Reinforcement Learning with Action Chunking

reinforcement learning offline-to-online RL exploration

⋅ NeurIPS ⋅ Project Page ⋅Slides ⋅Poster ⋅OpenReview

Abstract

We present Q-chunking, a simple yet effective recipe for improving reinforcement learning (RL) algorithms for long-horizon, sparse-reward tasks. Our recipe is designed for the offline-to-online RL setting, where the goal is to leverage an offline prior dataset to maximize the sample-efficiency of online learning.

Effective exploration and sample-efficient learning remain central challenges in this setting, as it is not obvious how the offline data should be utilized to acquire a good exploratory policy.

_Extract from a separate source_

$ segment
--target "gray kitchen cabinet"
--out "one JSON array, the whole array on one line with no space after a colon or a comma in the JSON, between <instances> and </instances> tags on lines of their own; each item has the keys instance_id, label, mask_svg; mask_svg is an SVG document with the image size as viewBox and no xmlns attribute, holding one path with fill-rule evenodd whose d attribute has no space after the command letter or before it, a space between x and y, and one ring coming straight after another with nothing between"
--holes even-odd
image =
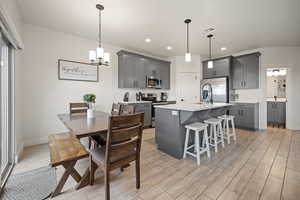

Our key insight is that action chunking, a technique popularized in imitation learning where sequences of future actions are predicted rather than a single action at each timestep, can be applied to temporal difference (TD)-based RL methods to mitigate the exploration challenge.

Q-chunking adopts action chunking by directly running RL in a chunked action space, enabling the agent to:

leverage temporally consistent behaviors from offline data for more effective online exploration
use unbiased $n$ -step backups for more stable and efficient TD learning.

Our experimental results demonstrate that Q-chunking exhibits strong offline performance and online sample efficiency, outperforming prior best offline-to-online methods on a range of long-horizon, sparse-reward manipulation tasks.